Visto lo expuesto, procede estimar parcialmente el recurso a fin de revocar la sentencia recurrida en cuanto se refiere al pronunciamiento por el que se estima la pretensión principal y, en su lugar, dictar sentencia estimatoria de la pretensión subsidiaria, con la consecuencia inherente de la propagación de la nulidad al contrato en su conjunto, y con los efectos previstos en el artículo 1.303 CC. Deben ser impuestas a la parte demandada las costas causadas en la primera instancia, por aplicación de lo dispuesto en el artículo 394 LEC.
Dada la estimación parcial, en cuanto se revoca el pronunciamiento que estima la pretensión principal, aunque finalmente se estime la demanda, no cabe efectuar expresa imposición de las costas del recurso - artículo 398 LEC -.
Fallo
1. Estimamos la demanda interpuesta por D. Feliciano contra CAIXABANK PAYMENTS & CONSUMER, E.F.C., E.P., S.A.
2. Declaramos la nulidad de la cláusula de intereses remuneratorios del contrato suscrito entre las partes y, consecuentemente, la nulidad del contrato como efecto derivado de dicha declaración. La liquidación de dicha relación se efectuará en ejecución de sentencia, sin otro cargo al cliente que el principal financiado, debiendo serle restituido, con intereses, lo que se le cobró de más sobre ello.
3. Imponemos a la parte demandada las costas causadas en la primera instancia.
No efectuamos expresa imposición de las costas del recurso.
La estimación total o parcial del recurso conlleva la devolución del depósito en su caso constituido por la parte apelante, de conformidad con lo establecido en la Disposición Adicional Decimoquinta LOPJ.
Remítanse los autos originales al Juzgado de Primera Instancia, a los efectos pertinentes.

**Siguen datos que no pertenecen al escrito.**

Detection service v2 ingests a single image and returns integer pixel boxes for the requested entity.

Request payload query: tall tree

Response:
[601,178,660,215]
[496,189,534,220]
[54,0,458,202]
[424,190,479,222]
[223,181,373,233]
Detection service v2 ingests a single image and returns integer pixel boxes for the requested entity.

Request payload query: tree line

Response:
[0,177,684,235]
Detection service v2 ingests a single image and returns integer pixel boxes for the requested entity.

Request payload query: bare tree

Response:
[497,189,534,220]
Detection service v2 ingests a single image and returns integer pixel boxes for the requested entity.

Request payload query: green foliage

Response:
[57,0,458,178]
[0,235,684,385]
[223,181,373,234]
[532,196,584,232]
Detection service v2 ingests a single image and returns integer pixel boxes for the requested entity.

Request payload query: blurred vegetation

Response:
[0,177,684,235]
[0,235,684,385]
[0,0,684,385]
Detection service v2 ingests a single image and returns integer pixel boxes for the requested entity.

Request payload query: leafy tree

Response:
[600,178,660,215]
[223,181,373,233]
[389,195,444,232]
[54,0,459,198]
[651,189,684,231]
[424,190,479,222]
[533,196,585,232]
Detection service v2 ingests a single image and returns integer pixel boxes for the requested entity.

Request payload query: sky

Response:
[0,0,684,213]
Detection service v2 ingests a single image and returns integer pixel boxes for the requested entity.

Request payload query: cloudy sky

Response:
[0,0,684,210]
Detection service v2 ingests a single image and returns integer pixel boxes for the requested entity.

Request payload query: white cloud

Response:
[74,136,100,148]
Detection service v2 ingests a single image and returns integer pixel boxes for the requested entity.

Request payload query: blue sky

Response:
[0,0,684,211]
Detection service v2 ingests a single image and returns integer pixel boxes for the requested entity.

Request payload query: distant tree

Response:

La presente resolución no es firme, y podrá interponerse contra ella ante este tribunal recurso de casación que habrá de fundarse en infracción de norma procesal o sustantiva, siempre que concurra interés casacional, en el plazo de veinte días a contar desde el día siguiente al de su notificación, previa constitución, en su caso, del depósito para recurrir previsto en la Disposición Adicional Decimoquinta LOPJ. De dicho recurso conocerá la Sala de lo Civil del Tribunal Supremo.
Así, por ésta nuestra sentencia, de la que se llevará certificación al rollo, lo pronunciamos, mandamos y firmamos.